Rail network heads to face judge over Santiago train disaster
Top officials to be questioned about July crash that killed 79 people
The judge investigating the Santiago train crash, in which 79 people were killed, has called on three top railway officials to appear before him for questioning as formal suspects in his judicial proceedings, judicial sources said Tuesday.
Gonzalo Ferre, the chairman of state-controlled Adif, the administrator of Spain’s railway network, and his immediate predecessors in the post, Enrique Verdeguer and Antonio González Marín, have been named by Judge Luis Aláez as targets of the investigation into the accident, which took place on July 24. He has also called in all the directors who have served on Adif’s board since the Santiago-Ourense line where the accident happened was opened, on December 11, 2011.

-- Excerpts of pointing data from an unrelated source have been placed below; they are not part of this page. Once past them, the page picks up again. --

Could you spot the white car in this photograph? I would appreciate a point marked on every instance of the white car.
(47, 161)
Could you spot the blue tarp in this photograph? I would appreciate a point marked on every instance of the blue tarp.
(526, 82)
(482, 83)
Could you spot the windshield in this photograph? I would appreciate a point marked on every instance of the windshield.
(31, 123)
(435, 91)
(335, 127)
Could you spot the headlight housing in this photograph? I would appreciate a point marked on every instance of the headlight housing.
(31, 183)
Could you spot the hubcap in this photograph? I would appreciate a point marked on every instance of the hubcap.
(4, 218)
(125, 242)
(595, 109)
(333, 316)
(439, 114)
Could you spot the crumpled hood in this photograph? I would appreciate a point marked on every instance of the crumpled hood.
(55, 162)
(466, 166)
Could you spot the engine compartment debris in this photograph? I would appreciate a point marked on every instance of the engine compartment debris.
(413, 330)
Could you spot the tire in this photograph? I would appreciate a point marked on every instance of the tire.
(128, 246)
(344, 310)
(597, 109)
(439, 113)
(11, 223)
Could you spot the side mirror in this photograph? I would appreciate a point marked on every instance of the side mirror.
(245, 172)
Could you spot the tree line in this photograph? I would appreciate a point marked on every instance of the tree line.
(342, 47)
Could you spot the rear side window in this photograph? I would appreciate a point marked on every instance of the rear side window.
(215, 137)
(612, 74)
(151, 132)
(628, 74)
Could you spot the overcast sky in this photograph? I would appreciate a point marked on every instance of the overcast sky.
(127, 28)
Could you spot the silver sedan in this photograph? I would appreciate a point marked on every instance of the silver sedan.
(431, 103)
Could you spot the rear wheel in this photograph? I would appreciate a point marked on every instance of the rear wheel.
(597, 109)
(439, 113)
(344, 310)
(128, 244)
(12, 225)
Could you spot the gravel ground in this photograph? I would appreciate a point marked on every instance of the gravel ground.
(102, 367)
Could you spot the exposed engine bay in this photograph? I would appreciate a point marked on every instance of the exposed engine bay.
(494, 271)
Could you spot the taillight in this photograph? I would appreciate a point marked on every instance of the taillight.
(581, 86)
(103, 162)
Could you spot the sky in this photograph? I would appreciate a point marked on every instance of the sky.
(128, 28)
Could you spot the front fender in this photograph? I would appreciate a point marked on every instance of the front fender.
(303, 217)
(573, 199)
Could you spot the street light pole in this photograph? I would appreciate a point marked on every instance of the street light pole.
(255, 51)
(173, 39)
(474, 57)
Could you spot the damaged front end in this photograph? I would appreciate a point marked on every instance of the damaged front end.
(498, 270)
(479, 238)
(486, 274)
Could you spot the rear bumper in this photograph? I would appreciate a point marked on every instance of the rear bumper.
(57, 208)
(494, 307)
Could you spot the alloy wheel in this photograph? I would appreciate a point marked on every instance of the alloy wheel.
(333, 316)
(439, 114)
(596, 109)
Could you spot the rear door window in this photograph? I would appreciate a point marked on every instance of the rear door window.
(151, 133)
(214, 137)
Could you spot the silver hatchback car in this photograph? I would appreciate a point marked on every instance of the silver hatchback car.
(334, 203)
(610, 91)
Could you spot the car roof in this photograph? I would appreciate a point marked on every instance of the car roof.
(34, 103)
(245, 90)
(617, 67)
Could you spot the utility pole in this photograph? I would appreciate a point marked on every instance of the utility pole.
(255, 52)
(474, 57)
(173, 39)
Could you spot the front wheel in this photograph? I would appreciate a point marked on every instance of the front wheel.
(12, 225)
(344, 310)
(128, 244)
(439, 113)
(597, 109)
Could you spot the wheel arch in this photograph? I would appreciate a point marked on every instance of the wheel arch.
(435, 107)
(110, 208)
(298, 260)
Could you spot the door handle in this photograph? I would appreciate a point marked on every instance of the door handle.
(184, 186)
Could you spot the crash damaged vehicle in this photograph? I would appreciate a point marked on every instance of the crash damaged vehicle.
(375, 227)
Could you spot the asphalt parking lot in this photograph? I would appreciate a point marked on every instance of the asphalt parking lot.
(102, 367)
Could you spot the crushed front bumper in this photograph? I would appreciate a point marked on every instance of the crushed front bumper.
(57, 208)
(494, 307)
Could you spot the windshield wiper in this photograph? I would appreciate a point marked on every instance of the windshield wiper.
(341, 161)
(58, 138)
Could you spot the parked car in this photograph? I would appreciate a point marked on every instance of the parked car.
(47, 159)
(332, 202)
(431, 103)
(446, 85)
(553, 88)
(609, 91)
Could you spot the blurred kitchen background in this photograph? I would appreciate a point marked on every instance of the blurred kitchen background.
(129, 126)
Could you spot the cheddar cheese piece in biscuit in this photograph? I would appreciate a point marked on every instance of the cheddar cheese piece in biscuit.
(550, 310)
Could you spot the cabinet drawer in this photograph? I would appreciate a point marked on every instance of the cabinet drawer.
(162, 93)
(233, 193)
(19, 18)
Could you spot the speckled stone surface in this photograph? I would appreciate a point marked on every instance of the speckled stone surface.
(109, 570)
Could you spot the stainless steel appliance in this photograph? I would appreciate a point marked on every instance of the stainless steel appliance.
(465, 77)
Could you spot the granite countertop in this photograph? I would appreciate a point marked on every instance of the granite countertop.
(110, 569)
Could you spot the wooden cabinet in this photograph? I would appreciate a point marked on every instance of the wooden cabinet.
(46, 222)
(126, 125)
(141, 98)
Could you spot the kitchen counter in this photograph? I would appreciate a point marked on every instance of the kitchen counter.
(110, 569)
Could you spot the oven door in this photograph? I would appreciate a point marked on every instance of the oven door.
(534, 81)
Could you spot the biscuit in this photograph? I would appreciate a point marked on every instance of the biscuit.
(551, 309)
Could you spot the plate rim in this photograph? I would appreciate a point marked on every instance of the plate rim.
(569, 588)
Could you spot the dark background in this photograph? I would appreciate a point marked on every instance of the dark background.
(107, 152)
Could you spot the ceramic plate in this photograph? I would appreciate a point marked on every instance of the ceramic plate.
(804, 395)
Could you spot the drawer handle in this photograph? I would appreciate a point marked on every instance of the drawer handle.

The accident took place when the train took a curve at 190 km/h, despite a speed limit of 80 km/h for that section of track. The judge argued that although Adif’s board had delegated responsibilities for the rail network’s safety to a separate department, it still had the obligation to oversee that the department was operating in line with its brief. In an earlier statement, the judge indicated that while the cause of the accident was the excessive speed of the train – something that the train driver admitted in a phone conversation in the moments immediately after the crash – Adif was negligent in failing to equip the line with a signaling system to prevent accidents caused by human error.
The judge will also question officials directly responsibility for ensuring the safety of the network.